La barque du vieux Mari traverse le lagon lentement, dans le crépuscule. À l’avant, il y a un homme debout, la perche à la main. Je reconnais la silhouette de Bartoli. Mari arrête la plate un instant, le temps de débarquer le passager et ses affaires. Bartoli prend pied sur la langue de sable dénudée par la marée. Il nous a vus. Il ne fait aucun signe. Il charge sur l’épaule le sac de riz et se dirige vers le campement. Désormais Véran est seul sur son volcan. Derrière son rempart de moellons usés par le vent, il guette l’arrivée de la nuit, les feux qui s’allument, dans la baie des Palissades. Avec les débris de caisses et les bois flottés glanés dans les creux des basaltes, il construit son feu, lui aussi. Il a oublié son héliotrope, il n’envoie plus de signaux vers Maurice et la Pointe aux Canonniers. À présent, il reste assis chaque nuit à regarder danser les flammes, dans les bourrasques qui arrachent des trombes d’étincelles. Il guette de son regard vide, comme si les flammes dressaient un mur infranchissable contre sa propre peur, contre l’armée des coolies, contre les thugs. Il veille, les sourcils brûlés par les retours de flamme, son revolver posé sur une pierre à portée de sa main. Le feu est entré en lui, le feu est sa fièvre, sa folie qui le ronge et le nourrit.
Suryavati est revenue du récif, portant les ourites attachées à sa ceinture. Son regard est étrange, de la même couleur que le disque du soleil quand il disparaît à l’horizon entre les îles. Elle a déposé sa pêche. Sur le sable, les ourites sont étalées, ouvertes en fleurs diaprées. Il y a des mouches plates qui vibrent autour du couteau. C’est une image violente et ordinaire. Surya a dépecé les ourites, puis elle est entrée dans l’eau pour se laver, comme pour une prière. Elle se tourne vers moi, elle dit mon nom: Bhaii, Mera bhaii…

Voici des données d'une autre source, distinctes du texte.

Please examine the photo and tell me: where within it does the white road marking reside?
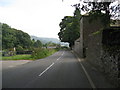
[39,63,54,76]
[39,52,64,76]
[75,54,96,89]
[57,52,64,61]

Comme je reste indécis, elle me prend par la main et elle m’entraîne dans l’eau. L’air et l’eau sont identiques, légers, incolores, très doux. Ensemble nous glissons dans le lagon, l’eau impalpable nous recouvre de la fumée des rêves.
Avec la nuit, la marée envahit le lagon. C’est comme une respiration. Jamais je n’avais senti cela aussi fortement. Il y a un mouvement qui ouvre les vannes, une pulsion. Surya s’est serrée contre moi, ses jambes sont autour des miennes, ses mains se joignent sur ma nuque. Son visage est tout près, je vois ses yeux immenses, ses cheveux flottent autour d’elle et glissent sur mon visage comme des algues. Elle parle doucement, dans la langue secrète des Doms, les mots des voleurs qui entrent dans la maison, la chanson de Lalli qu’Ananta lui chantait pour la bercer. Chhurm, kala, chalo gui laiyé, voleur, voleur, entrons dans cette demeure…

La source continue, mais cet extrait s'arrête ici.